Time to be mildly optimistic about IP policy?
This week the IP and Technology blogosphere has been set aflame by the report from the BBC stating that copyright terms for sound recordings will be left as they are. From IPKat to Copyfight, everyone seems to find this is a delightful outcome to the Gowers Review of Intellectual Property (see the submission from IP academics on this topic).
I find this latest development quite remarkable, as I am sensing a turn of the tide, a swing of the pendulum, a change of wind (select your cliché), with regards to IP policy in Europe. From the report on the database right, to the defeat of the Computer Implemented Inventions Directive, I believe that policy-makers in Europe are becoming more attuned to the copyfighter argument against unchecked expansion of intellectual property rights. We could be faced for the first time to a policy body actually refusing to listen the the considerable rhetorical weight andcelebrity appeal of those intellectual giants, Mick Hucknall, Bono and Sir Cliff Richard (please note the heavy ironic tone).
While many of us have been in the sceptical bandwagon for the duration of the present century, it is quite nice to see that politicians may be catching on.
1 comment:
Possibly. But then you read something like this, and despair - "folklore" as an IP right...
Part of the problem is summed up well by Milton Friedman in "Free to Choose" (not that I'm a big fan of Milt most of the time!), when he points out that there is a tendency to entrench regulations, particularly regulations that act as barriers to entry, because the people who benefit from them - the existing players in the market - are thinking about these issues all the time, whereas those who would benefit from removing those barriers only pay attention to the issue intermittently, and hence carry less political clout.
If we view IP rights, not as "property rights", but as a regulatory barrier to entry protecting existing players in the market, then we can see how it is that existing content providers etc - who are lobbying for these issues all the time - can carry more weight in political deliberations than those with differing interests.
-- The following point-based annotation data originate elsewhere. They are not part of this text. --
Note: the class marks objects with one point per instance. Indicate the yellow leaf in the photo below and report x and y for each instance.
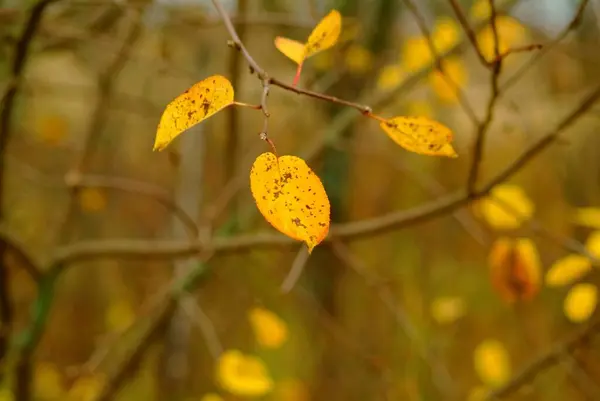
(292, 49)
(86, 388)
(511, 209)
(446, 310)
(199, 102)
(52, 129)
(446, 34)
(211, 397)
(580, 302)
(515, 268)
(567, 270)
(446, 85)
(48, 383)
(358, 59)
(325, 34)
(588, 217)
(416, 54)
(390, 77)
(92, 199)
(492, 363)
(243, 375)
(291, 390)
(593, 244)
(420, 135)
(120, 315)
(269, 329)
(291, 197)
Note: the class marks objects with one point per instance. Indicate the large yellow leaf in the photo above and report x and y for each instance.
(515, 268)
(291, 197)
(293, 49)
(567, 270)
(325, 34)
(420, 135)
(492, 363)
(580, 302)
(506, 208)
(243, 375)
(270, 331)
(199, 102)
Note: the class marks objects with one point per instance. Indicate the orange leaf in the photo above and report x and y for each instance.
(199, 102)
(420, 135)
(291, 197)
(515, 268)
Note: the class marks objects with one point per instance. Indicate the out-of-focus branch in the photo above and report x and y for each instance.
(7, 104)
(545, 361)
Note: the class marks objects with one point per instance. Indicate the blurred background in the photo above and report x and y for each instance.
(446, 307)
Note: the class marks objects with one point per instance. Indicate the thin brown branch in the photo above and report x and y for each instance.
(545, 361)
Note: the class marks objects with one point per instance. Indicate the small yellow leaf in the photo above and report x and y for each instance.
(446, 85)
(420, 135)
(445, 310)
(92, 199)
(588, 217)
(567, 270)
(390, 76)
(243, 375)
(592, 244)
(292, 49)
(580, 302)
(291, 197)
(492, 363)
(506, 208)
(119, 316)
(199, 102)
(325, 34)
(515, 268)
(358, 59)
(269, 329)
(211, 397)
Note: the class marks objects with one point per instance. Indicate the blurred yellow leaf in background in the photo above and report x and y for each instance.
(515, 268)
(587, 217)
(291, 197)
(47, 382)
(92, 200)
(580, 302)
(507, 207)
(86, 388)
(445, 310)
(358, 59)
(119, 315)
(390, 77)
(243, 375)
(592, 244)
(492, 363)
(567, 270)
(420, 135)
(52, 129)
(270, 331)
(196, 104)
(446, 85)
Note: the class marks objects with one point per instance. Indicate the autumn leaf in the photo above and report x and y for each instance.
(420, 135)
(292, 49)
(580, 302)
(196, 104)
(506, 208)
(243, 375)
(515, 268)
(567, 270)
(291, 197)
(270, 331)
(491, 362)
The rest of us may find the consequences of this vaguely irritating, but most of the time it's not a big issue and hence politicians don't feel under much pressure to resist the lobbying of Big IP.
Interesting also that the biggest exception to this rule has been software, where free/open source software has been driven by those with a different reason for caring about the issues all the time - freelance programmers, large IT companies needing a way to beat Microsoft while lacking the resources to do so by proprietary software means (e.g. Novell).